Pour trouver l’endroit ce fut une affaire d’initié. Je fis le tour de cette grande structure aux usages aussi multiples que variés sans en saisir l’endroit par où rentrer. Nulle affiche pour avertir de la tenue de la réunion. Il est vrai que les habitants de ce quartier ne sont ni des électeurs assidus ni un cœur de cible pour notre homme. Après un tour infructueux, je me hasardai à suivre une jeune femme et sa trottinette. Dans le hall, nouveau jeu de piste, le grand raout se déroule-t-il en catimini  ? Au hasard j’enfilai l’étage et me retrouvai dans le Saint des saints.

Dix-neuf heures passées, l’exactitude est la politesse des rois, le candidat arrive en tenue décontractée. Il a tombé la cravate, a aminci sa silhouette, l’homme est prêt pour le rude combat de cette campagne fratricide. Un public bien loin des rumeurs du centre-ville s’installe, tout disposé à écouter sagement. Il est aisé de juger aux apparences ceux qui sont issus du quartier et la cohorte qui chaperonne le candidat. 19 h 05, le micro en main, notre impétrant prend la parole avec une faute de français inaugurale et quelques bredouillements.
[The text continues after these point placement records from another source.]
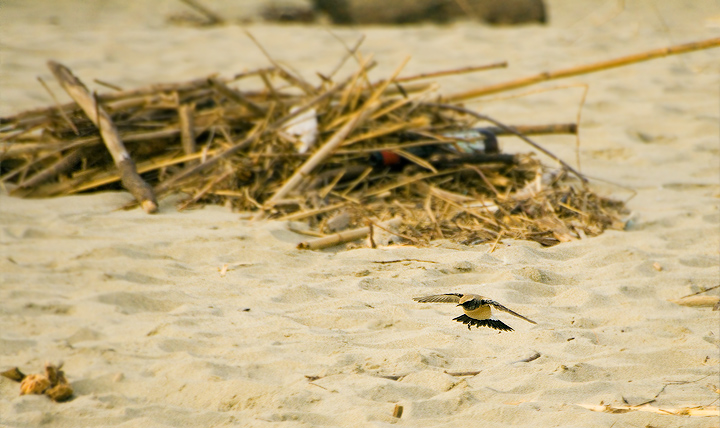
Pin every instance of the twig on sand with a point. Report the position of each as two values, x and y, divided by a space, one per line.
342 237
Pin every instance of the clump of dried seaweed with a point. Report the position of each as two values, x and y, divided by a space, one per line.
385 149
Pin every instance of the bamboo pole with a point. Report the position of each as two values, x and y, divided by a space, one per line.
142 192
584 69
343 237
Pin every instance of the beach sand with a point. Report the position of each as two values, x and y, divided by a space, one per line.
151 333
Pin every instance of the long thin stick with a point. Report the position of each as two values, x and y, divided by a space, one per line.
584 69
342 237
142 191
453 72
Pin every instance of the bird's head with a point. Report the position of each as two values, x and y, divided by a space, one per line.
469 303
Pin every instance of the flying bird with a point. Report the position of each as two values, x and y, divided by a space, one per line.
478 309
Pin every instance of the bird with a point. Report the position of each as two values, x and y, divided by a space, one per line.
478 309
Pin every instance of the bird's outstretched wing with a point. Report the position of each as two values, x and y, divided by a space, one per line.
440 298
500 307
489 322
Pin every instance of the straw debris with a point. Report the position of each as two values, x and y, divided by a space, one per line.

Par la suite, il maîtrisera parfaitement l’exercice, rendons-lui cette grâce.

« On est là pour construire ensemble Orléans ! Vous pouvez poser toutes les questions que vous voulez ! » Un court monologue de cinq minutes ouvre le bal du Grand-Débat, une appellation inspirée sans doute d’une référence qui n’apparaît pas sur l’affiche. Puis c’est une chauffeuse de salle, une animatrice spécialiste de la démocratie participative qui prend le micro. Les présents sont conviés à poser des questions à l’oral ou bien par écrit. « La parole est à vous »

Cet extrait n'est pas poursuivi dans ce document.